Peter had nudged Toby at one point. “I know that guy. He’s Nate what’s his name, the composer-thing guy.” Ever precise, that was Peter—but Toby did recognize the long-limbed man with the easy grin. More than a composer, he invented whole genres and was famous for starting bands of startling and varied styles. He’d stay with one just long enough to propel it to international fame and drive a new trend into the spotlight; then he’d be off in a new direction. Like the McGonigals, he wasn’t a trillionaire, merely rich and famous—which counted for everything, or nothing at all as Toby was learning. “But what’s he doing here?” Peter stared as if he could burn the secret out of the man with his gaze. “Is he coming with us?”

The answer, which was yes, had come sometime after the stealth craft had broken off from the airship to plummet back into the air above the failed state of France. Toby and Peter were standing at the gallery rail, pointing out this or that detail along a filigreed coastline beneath their feet, when a shadow joined them. They looked up to see Nate standing a few meters away. He was gazing down, too, his expression more pensive than Peter’s.

“Hey!” Peter went over to him. “You’re that guy, right?”

Nate what’s-his-name raised an eyebrow, then stuck out his hand for Peter to shake. “Nathan Kenani. You’re Carter’s boys, aren’t you?”

“Whatcha doing?” Peter nodded at the passing landscapes. “You coming with us?” To Toby’s surprise, Kenani nodded.

“I can’t do it anymore,” he said. “I mean, look at that.” He pointed down. They were passing over southern China. Like everywhere else on the planet, it was divided into two kinds of landscape: sprawling city and empty, verdant parkland. The one was a gray mottle from this height, the other smooth green.

The gray was where billions of people lived all heaped atop one another, struggling to survive in the microeconomies they could cobble together from garbage and wind power in the ruins of their ancestors’ dreams. The green was the estates of the trillionaires, who let in no one but their ecologists and a few people they wanted to reward or bribe.

The green was much bigger than the gray.

Kenani sighed. “I just wanted to look at it all one last time. Before they take out my implants, I mean.” He tapped the side of his head.

“So it’s true?” Peter was practically hopping up and down. “They say you got more than anybody!”

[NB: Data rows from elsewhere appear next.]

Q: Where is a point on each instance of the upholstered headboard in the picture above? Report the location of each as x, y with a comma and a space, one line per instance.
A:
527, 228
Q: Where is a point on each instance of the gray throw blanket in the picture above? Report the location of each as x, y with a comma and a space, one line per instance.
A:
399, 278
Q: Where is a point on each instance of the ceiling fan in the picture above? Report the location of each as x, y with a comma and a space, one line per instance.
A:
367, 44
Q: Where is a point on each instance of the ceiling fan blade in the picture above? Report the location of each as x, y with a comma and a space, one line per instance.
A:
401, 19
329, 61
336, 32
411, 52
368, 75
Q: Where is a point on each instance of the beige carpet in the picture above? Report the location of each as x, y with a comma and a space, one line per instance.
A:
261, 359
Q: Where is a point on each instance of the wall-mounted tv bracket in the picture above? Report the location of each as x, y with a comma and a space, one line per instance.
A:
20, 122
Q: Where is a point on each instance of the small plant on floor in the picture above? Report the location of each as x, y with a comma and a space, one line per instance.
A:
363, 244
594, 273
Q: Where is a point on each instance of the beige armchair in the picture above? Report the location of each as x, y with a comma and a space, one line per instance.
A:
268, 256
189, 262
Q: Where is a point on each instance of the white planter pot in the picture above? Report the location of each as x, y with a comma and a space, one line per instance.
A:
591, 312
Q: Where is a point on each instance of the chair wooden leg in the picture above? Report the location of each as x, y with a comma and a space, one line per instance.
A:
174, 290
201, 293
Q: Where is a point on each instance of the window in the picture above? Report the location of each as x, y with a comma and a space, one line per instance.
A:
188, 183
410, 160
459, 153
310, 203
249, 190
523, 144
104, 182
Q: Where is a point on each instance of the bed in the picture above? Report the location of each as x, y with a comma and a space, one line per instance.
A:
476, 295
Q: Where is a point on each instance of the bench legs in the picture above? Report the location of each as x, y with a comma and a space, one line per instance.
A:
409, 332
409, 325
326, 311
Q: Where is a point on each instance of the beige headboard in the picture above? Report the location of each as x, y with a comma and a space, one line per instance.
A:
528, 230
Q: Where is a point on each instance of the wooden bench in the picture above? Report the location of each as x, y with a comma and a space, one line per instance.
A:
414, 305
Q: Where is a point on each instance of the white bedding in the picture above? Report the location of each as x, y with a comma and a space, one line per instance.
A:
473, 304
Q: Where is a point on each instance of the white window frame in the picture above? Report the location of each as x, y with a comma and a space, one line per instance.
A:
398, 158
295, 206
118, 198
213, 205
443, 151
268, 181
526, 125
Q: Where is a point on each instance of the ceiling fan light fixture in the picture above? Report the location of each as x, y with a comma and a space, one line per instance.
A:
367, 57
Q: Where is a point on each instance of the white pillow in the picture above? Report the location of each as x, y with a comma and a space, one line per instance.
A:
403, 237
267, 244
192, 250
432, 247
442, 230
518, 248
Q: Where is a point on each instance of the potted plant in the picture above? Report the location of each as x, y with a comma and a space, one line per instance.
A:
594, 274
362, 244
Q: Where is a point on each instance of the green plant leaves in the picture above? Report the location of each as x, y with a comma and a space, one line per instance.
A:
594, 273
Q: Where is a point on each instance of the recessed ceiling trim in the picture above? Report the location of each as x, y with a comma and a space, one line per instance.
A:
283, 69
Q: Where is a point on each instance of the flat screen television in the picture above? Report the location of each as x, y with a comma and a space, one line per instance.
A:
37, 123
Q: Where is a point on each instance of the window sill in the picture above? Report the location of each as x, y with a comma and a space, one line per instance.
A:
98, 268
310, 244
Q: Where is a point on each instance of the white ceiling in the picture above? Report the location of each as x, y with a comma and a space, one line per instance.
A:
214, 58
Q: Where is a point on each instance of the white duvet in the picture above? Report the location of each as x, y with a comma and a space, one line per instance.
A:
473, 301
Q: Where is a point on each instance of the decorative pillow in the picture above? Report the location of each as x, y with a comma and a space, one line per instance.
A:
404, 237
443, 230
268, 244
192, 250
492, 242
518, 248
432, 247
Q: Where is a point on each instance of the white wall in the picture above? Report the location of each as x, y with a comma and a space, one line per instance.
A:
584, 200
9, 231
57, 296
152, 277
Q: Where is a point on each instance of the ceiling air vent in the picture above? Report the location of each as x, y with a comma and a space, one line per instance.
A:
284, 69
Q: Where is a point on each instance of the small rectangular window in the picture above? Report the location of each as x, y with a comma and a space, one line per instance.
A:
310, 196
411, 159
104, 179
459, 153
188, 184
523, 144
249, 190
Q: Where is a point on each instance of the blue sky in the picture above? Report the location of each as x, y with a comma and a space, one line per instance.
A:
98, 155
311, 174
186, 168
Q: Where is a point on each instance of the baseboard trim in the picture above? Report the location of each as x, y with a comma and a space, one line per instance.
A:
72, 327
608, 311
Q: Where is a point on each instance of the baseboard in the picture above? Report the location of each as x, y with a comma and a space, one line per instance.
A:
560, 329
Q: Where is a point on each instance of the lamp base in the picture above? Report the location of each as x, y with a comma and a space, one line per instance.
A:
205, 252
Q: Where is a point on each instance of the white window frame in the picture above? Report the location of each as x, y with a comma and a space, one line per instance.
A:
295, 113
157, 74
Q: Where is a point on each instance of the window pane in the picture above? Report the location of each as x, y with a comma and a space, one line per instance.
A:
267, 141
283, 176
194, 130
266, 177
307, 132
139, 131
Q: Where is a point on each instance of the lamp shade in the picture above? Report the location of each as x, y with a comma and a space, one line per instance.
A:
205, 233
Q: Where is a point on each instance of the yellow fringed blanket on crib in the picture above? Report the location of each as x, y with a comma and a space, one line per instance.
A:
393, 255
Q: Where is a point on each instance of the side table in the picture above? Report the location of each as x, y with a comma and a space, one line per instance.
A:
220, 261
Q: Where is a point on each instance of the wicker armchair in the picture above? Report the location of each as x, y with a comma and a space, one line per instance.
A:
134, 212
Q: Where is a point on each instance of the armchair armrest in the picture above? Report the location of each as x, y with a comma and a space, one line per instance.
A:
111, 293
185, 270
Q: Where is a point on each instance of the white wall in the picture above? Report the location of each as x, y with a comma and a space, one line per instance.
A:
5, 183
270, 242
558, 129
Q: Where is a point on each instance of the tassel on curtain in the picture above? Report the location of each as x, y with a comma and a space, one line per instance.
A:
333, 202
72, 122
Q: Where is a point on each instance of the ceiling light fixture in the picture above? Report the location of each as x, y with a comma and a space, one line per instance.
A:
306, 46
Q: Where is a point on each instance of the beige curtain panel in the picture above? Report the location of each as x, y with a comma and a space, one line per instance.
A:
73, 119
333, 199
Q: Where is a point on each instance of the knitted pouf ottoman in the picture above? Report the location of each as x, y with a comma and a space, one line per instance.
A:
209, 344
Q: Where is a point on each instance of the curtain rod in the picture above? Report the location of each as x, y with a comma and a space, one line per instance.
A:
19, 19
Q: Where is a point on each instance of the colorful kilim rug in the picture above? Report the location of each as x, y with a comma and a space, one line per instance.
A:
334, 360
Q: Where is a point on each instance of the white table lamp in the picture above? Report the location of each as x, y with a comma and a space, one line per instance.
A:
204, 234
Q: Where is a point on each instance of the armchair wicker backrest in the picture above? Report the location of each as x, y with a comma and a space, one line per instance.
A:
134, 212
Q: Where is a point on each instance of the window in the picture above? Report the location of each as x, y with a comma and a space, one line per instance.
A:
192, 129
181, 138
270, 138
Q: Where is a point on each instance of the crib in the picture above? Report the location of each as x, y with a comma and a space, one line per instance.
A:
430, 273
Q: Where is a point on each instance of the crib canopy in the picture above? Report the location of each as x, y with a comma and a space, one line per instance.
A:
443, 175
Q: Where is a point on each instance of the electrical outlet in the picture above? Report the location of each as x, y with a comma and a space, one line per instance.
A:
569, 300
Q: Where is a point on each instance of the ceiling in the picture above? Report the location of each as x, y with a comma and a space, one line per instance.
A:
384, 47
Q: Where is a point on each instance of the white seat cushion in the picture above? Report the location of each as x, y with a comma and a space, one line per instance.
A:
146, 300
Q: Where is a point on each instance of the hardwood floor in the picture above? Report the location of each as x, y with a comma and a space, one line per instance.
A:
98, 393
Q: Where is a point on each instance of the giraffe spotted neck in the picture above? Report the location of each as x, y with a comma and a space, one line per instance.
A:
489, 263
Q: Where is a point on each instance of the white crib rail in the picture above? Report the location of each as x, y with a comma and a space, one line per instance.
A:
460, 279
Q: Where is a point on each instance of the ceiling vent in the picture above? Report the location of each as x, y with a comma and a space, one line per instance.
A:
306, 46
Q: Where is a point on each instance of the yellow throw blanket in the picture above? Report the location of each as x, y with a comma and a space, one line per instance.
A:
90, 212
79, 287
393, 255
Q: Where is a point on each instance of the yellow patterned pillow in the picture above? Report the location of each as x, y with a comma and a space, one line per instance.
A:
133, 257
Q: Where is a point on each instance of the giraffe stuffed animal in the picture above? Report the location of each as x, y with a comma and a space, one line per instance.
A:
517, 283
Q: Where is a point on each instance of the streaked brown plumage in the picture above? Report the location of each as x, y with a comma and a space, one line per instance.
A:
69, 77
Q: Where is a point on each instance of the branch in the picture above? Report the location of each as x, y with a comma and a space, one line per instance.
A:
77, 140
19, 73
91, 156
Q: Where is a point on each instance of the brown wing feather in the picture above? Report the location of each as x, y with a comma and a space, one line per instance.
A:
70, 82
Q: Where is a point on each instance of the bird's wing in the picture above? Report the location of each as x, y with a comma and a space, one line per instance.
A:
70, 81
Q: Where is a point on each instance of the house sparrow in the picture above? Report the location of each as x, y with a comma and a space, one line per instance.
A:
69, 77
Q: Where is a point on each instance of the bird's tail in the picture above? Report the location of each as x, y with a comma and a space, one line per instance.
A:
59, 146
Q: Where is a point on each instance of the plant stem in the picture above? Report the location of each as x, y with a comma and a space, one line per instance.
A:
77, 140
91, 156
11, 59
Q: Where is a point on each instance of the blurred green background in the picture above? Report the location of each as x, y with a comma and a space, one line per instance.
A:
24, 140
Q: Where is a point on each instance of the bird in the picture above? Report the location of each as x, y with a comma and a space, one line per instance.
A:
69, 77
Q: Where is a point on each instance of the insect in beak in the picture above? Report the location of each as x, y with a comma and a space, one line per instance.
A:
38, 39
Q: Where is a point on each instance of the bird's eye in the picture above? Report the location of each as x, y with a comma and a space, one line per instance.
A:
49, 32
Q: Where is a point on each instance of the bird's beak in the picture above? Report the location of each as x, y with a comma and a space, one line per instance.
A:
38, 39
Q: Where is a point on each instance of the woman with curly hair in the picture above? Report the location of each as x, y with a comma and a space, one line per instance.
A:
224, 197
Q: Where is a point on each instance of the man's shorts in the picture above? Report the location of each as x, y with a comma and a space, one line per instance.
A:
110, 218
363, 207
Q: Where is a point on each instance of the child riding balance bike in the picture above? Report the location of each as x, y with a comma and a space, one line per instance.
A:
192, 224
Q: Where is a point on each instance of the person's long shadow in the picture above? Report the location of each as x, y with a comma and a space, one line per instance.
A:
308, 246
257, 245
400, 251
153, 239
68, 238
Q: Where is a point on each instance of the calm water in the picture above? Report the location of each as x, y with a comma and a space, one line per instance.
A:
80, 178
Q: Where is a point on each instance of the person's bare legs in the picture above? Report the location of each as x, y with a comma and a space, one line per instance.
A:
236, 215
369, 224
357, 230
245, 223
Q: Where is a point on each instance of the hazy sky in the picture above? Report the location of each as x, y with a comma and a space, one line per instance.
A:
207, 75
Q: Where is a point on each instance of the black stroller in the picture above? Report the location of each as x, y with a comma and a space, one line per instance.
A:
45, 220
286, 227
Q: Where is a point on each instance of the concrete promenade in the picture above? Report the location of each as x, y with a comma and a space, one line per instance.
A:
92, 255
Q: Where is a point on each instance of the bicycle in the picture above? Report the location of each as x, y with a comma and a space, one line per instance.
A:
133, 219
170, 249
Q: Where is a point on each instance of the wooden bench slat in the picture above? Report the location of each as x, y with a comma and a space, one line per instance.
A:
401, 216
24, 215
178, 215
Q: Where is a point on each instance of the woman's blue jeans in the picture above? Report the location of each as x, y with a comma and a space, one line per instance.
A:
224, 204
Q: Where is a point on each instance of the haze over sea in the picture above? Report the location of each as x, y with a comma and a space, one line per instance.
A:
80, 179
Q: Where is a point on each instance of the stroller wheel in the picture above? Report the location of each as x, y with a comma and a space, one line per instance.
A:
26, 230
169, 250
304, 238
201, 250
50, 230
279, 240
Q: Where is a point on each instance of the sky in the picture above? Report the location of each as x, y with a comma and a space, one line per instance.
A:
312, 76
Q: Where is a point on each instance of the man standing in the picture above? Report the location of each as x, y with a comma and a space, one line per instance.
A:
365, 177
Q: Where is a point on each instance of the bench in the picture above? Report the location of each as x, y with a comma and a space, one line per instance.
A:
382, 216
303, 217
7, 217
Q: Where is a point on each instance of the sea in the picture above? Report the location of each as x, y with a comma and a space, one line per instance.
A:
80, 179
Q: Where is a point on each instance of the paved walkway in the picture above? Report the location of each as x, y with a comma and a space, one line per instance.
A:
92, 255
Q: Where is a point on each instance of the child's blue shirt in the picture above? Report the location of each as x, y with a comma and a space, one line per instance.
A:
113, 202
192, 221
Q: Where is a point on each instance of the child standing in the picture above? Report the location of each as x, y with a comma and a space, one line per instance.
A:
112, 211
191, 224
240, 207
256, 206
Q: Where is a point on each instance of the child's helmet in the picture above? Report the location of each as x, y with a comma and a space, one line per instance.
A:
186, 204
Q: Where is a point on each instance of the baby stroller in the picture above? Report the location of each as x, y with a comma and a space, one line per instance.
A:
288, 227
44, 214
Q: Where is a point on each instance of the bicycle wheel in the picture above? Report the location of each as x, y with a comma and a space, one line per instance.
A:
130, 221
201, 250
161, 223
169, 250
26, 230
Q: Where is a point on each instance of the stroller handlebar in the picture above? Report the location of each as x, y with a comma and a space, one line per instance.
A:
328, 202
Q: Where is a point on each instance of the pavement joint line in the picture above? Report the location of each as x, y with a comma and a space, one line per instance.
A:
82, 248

“Not really.” Kenani smiled lopsidedly. “But I do have auditory augments, and visual ones and tactile. I can see seventeen primary colors and hear way down into infrasound and up past where dogs can go. But your mother says they’re likely to kill me during her new hibernation process. Something about different expansion and contraction rates than human flesh … So I’m having them out.”

“In Consensus, either everybody gets them or nobody does,” announced Peter. “They’re an unfair advantage.”

Kenani looked puzzled. “Consensus?”

“It’s a gameworld we’ve been building for … well, months and months,” Toby explained.

Peter said, “No security without equality of opportunity!”